Fleets that tried relays in the past weren't too pleased with the results. Drivers didn't like waiting for the swap or the lower paying short hauls; bad weather, traffic congestion or any other hiccup meant major disruption and missed delivery windows, and dispatch became a complex nightmare.
But just because something didn't work in the past doesn't mean you can continue to dismiss it because it's convenient or simpler to stay with the status quo. Tractor- and trailer-tracking systems, wireless data networks and optimization programs have all taken major strides in the past few years. Until you look at those improved technologies, how do you know that relays don't now have the potential to be more productive and lower-cost alternatives to teams? Someone is going to go revisit those technologies in search of a competitive advantage. Will it be you, or the competition?
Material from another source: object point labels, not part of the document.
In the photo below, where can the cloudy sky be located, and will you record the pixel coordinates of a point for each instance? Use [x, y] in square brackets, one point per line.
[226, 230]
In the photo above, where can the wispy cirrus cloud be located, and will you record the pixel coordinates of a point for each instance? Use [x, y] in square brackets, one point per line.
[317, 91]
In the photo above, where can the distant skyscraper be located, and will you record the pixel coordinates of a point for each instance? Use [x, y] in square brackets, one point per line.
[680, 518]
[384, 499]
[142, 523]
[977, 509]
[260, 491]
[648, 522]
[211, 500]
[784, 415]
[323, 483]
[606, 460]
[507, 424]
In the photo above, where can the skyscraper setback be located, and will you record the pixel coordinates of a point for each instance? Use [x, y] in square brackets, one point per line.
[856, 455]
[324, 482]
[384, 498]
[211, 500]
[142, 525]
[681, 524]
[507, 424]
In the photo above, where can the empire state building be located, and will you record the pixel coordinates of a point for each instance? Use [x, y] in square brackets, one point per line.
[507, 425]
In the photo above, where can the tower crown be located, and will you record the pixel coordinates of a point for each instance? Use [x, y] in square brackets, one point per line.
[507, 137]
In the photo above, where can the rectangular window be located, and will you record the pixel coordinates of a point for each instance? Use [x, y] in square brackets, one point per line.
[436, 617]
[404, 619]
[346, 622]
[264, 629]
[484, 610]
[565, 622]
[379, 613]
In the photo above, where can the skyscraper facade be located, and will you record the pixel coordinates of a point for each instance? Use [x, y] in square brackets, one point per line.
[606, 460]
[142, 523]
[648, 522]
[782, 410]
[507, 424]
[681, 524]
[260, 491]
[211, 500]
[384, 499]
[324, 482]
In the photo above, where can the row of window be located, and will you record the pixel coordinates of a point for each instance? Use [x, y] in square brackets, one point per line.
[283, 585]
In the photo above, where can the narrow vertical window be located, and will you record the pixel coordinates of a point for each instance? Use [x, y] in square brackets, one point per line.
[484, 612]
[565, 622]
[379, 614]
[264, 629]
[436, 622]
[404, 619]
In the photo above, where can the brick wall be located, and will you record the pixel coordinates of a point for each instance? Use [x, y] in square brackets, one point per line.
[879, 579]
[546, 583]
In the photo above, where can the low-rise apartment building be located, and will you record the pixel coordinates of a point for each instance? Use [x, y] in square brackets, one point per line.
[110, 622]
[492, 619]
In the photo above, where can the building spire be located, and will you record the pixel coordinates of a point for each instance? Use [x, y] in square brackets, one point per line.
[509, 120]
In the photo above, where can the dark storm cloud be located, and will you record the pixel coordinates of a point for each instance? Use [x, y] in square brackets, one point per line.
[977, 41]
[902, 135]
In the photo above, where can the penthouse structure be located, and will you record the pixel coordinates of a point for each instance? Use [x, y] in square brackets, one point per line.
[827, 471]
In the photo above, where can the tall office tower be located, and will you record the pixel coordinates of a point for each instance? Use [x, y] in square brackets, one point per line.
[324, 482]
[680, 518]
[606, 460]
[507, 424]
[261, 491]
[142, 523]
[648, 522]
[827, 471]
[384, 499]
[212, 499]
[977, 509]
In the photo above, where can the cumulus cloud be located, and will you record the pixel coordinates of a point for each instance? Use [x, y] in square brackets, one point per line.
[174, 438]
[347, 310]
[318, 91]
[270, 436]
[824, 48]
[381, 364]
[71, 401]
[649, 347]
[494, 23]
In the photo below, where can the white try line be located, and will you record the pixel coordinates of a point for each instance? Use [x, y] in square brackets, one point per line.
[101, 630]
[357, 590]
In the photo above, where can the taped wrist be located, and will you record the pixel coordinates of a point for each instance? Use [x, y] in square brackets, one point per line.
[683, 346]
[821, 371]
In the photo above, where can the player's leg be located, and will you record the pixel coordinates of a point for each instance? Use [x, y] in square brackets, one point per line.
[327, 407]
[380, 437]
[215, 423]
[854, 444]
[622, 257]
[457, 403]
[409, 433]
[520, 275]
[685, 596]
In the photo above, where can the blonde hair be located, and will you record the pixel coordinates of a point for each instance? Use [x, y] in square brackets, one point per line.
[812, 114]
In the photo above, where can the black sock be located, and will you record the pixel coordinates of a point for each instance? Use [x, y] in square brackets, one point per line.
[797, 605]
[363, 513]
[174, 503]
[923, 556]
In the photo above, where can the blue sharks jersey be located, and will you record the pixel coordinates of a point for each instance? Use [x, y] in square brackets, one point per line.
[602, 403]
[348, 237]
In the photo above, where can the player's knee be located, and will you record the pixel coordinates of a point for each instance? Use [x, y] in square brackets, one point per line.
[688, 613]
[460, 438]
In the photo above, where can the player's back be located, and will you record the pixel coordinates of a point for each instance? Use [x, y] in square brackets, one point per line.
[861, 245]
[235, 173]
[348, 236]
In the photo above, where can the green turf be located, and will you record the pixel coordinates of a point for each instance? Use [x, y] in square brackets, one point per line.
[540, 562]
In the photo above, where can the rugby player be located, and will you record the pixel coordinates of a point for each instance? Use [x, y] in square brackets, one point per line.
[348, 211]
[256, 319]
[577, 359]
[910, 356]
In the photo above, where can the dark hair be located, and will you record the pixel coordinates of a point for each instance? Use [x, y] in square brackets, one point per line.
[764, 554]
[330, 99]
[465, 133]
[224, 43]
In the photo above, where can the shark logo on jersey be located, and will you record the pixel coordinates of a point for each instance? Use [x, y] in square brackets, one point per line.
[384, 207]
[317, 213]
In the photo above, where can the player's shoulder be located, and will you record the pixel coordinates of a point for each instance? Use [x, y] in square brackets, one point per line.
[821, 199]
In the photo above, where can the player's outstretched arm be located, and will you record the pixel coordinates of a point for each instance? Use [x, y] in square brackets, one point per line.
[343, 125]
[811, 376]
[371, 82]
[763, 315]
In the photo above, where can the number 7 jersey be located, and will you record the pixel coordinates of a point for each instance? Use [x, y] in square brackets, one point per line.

Even if the productivity issue doesn't motivate you to at least think about the continued viability of teams, what about preparing for external forces that are out of your control? We all know that new hours-of-service rules will eventually make it through the regulatory process. All it would take to end team operations is a European-like rule barring rest time on a moving truck.
Then there's the question of expedited freight itself. The growing reliance on total supply chain management systems should, in theory, minimize unexpected inventory demands and the need for premium freight services to handle them.
However you come down on the question of teams, the real value in this exercise lies in questioning even the most proven and logical aspects of your operations. As unsettling as it may be, battling complacency is the only way to keep your business fresh and out in front of the competition.